LED tube lamp manufacturers, at least somewhat aware of this issue, provide “compatibility lists” naming ballasts with which their products will properly operate. However, such guides are borderline useless.  It is impractically unlikely for any end-user to know what kind of ballasts are installed in luminaires in any given room or building, much less any given campus which may have luminaires installed over several decades in different buildings.  Even if one did know, what is the likelihood that these ballasts will all show up on a particular manufacturer’s finite compatibility list?

There is a bypass solution to this problem, which requires the work of an electrician.  When installing the LED lamp, the electrician can decouple the ballast from the lamp and connect it directly to mains.  This “cut-wire” solution is indeed an option, but in addition to requiring the expense of hiring an electrician, who would own liability for the new installation?  This is not a practical path to rapid adoption.

Obviously, a quick “plug-and-play” solution is much more straightforward and will result in a smoother transition to mercury-free, energy saving LED tube lamps.  How can this be done? The aforementioned study [3] showed that active-power-control (APC) circuitry included in the LED lamp, rather than the cheap passive electronics used in current products, can dramatically improve the lamp-ballast relationship and provide for much more predictable power levels, by respecting the original plans of the lighting designer as well the energy savings and climate benefits the end-user expects and deserves.

Lighting manufacturers need to recognize their current LED tube lamp products are not fit for purpose.  The “lighting is a commodity” mindset requires a paradigm shift and engineers need to go back to the drawing board and come up with new driver designs for non-self-ballasted lamps to meet the expectations of end-users and the EU directives.  Technological approaches like APC show the way and offer a path for well-designed LED tube lamp products, so the EU can have a quick, smooth transition from wasteful and polluting fluorescent lamps to a more sustainable lighting future. 

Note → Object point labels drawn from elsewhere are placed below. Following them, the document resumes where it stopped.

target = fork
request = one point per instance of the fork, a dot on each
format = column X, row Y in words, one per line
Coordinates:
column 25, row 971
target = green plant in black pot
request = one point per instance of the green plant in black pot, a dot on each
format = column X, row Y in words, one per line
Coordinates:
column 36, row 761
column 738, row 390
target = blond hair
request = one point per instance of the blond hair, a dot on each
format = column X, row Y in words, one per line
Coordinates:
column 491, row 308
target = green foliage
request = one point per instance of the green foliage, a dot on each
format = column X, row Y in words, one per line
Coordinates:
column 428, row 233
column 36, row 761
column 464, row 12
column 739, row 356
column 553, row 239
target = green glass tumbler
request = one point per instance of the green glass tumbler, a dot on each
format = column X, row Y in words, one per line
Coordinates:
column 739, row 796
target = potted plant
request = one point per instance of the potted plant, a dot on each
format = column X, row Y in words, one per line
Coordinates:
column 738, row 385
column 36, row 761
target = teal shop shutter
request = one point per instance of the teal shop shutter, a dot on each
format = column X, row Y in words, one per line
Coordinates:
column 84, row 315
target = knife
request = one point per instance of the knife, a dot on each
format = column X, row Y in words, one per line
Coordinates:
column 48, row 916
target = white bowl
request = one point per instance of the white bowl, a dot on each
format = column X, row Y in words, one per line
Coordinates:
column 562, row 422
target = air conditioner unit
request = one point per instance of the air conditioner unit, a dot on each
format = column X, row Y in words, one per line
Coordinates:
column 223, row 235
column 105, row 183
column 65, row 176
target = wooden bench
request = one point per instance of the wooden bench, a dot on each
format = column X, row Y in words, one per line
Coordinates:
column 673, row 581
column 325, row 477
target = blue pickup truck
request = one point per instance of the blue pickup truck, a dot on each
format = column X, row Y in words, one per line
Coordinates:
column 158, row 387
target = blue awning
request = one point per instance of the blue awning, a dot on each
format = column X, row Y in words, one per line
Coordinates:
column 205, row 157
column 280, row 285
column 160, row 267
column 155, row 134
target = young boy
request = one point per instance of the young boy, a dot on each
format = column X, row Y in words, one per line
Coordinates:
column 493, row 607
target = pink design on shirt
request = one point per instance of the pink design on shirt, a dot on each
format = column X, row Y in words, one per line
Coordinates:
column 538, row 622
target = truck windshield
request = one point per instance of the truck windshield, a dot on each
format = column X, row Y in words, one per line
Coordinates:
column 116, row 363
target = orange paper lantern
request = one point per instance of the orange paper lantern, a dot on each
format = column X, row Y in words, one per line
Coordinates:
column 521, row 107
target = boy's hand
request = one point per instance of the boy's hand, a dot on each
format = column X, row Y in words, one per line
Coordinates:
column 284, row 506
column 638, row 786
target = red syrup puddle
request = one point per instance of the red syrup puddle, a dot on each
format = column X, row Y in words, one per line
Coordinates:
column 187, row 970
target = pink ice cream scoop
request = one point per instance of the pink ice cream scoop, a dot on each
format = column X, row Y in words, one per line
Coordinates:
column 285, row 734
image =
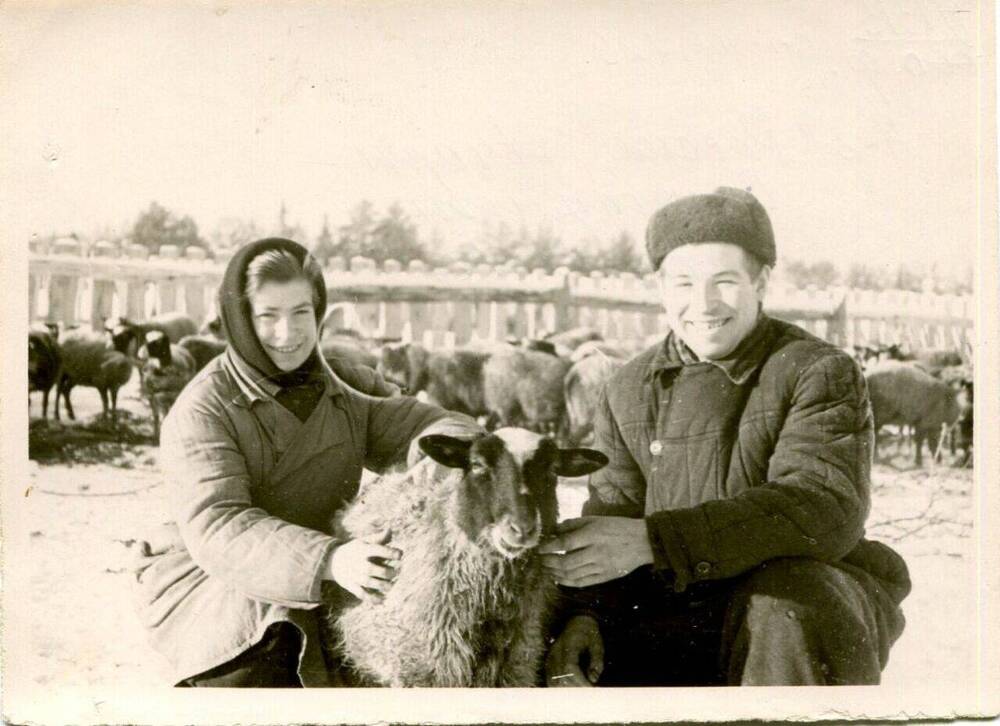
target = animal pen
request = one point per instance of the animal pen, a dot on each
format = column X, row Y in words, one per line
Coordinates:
column 74, row 283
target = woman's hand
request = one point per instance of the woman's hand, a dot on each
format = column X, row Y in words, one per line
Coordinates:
column 579, row 646
column 365, row 567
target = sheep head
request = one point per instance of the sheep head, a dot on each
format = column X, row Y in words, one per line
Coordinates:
column 507, row 496
column 158, row 349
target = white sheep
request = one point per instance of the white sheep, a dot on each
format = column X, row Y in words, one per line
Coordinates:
column 89, row 360
column 470, row 603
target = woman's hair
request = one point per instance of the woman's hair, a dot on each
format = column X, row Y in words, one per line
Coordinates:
column 282, row 266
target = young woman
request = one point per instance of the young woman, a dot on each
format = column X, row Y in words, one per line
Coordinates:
column 259, row 451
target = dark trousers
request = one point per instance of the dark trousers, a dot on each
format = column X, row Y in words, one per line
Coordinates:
column 792, row 621
column 271, row 663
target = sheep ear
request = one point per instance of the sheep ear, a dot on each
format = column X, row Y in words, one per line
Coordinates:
column 579, row 462
column 446, row 450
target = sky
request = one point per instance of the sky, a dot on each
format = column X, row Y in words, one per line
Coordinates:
column 855, row 123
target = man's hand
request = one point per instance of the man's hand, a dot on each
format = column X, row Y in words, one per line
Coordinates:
column 596, row 549
column 355, row 566
column 563, row 665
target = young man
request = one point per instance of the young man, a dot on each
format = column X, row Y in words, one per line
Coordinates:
column 724, row 543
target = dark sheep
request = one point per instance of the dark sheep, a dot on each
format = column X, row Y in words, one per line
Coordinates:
column 89, row 360
column 347, row 351
column 567, row 341
column 452, row 379
column 128, row 336
column 44, row 365
column 166, row 368
column 582, row 388
column 525, row 388
column 471, row 603
column 541, row 346
column 203, row 348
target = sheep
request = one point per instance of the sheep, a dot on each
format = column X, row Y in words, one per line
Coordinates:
column 203, row 348
column 903, row 394
column 44, row 365
column 128, row 336
column 583, row 385
column 525, row 388
column 213, row 327
column 165, row 370
column 569, row 340
column 470, row 603
column 542, row 346
column 89, row 359
column 347, row 351
column 453, row 380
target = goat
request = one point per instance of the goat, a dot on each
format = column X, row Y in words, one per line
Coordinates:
column 470, row 603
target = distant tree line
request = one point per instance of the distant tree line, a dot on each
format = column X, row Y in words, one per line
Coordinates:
column 393, row 235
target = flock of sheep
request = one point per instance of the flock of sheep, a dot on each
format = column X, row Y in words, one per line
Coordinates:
column 548, row 385
column 471, row 604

The Minimata Convention took decades to ratify, and finally the EU’s mercury ban is just around the corner. The clock is ticking.

  1. United Nations Environment Programme (2013). Minamata convention on mercury: text and annexes. https://wedocs.unep.org/20.500.11822/8541.
  2. Bennich, P.; Scholand, M. Evidence of the Availability of Mercury-Free Alternative Products to Certain Fluorescent Lamps; Report to the Committee on the Regulation of Hazardous Substances; CLASP: Washington, DC, USA, 12 December 2019; Revision v.2.
  3. Roy, S.; Krames, M. Active Power Control of Retrofit LED Tube Lamps for Achieving Entitled Energy Savings in View of the EU Ban on Mercury. Sustainability 202214, 10062. https://doi.org/10.3390/su141610062
  4. European Commission. Commission Regulation (EU) 2019/2020 of 1 October 2019 Laying Down Ecodesign Requirements for Light Sources and Separate Control Gears Pursuant to Directive 2009/125/EC of the European Parliament and of the Council and Repealing Commission Regulations (EC) No 244/2009, (EC) No 245/2009 and (EU) No 1194/2012, 12 May 2019; European Commission: Brussels, Belgium, 2019.